The problem worsens when parents and students (and even teachers) increasingly expect schools to offer the same level of Wi-Fi performance as available at home. And with more and more children bringing smartphones, tablets and laptops into classrooms, IT managers have a real challenge to manage and deliver a seamless, secure and high-performance wireless connection to every user on the network. The issue is limited airtime. Since Wi-Fi relies on shared and unlicensed spectrum, clients and access points must contend for available airtime to transmit data. In a high-density environment like a classroom, that’s not easy. Even well-designed wireless networks that provide good coverage with good signal strength and signal-to-noise ratio suffer from inadequate capacity. However, a densely populated network environment does not have to be a nightmare to manage. Here are some helpful tips:

Make the most of the latest tech
Make sure that all the equipment you buy is capable of delivering high performance and has intelligent features included to optimise the use of limited spectrum. Consider using the newest Wi-Fi standard 802.11ac and smart antenna technology, which are both easy to roll out and manage, delivering high performance wireless to students and teachers in high-density areas. The newest Wi-Fi standard and smart antennae offer the kind of performance and robustness that was traditionally the preserve of big companies with plenty of money. Now, though, thanks to advances in technology, the standard and smart antennae are now at an affordable price and genuinely realistic possibility for schools.

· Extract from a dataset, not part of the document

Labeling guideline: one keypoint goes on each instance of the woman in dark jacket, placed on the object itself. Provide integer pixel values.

Understand the devices on your network
More students and teachers are using smartphones and tablets these days, so identify the type of radio in each device, the Wi-Fi certifications they have passed (802.11b/g/a/n), data rates, frequency bands, application throughput capabilities and more. Knowing more about the devices will help you design a network that’s fit for purpose. 

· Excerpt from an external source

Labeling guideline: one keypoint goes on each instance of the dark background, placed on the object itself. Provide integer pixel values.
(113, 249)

Identify bandwidth requirements
Students stream an awful lot of video, spend a lot of time on social media, share many files and listen to lots of music — all of which takes up different amounts of data. If you determine the applications that students will use, and divide these into critical and non-critical, you can determine a target application throughput for each device, and use that information when designing your network. At the same time consider what applications and websites you want students to be able to access at school, and how you can manage access. 

Use overlapping dual-band access points on low power
Using dual-band access points gives devices the maximum available throughput. Also, if you overlap two or three access points in high-density environments like classrooms, the access points can load balance without impacting the end user’s device. The power is an important consideration when overlapping. If the power is set too high, the access points can experience interference. Instead, overlap access points and set the output power to half or a quarter for the 2.4GHz access point and to half for the 5 GHz access point. 

Use a supportive vendor
Your wireless vendor shouldn’t simply provide you with different pieces of equipment like the new Wi-Fi standard and smart antennae. Your vendor should help you with all of the tips above and ensure you really do get the most for your money. Getting the most out of your Wi-Fi at school is mostly about good technology and good planning. Select a vendor that can offer you both.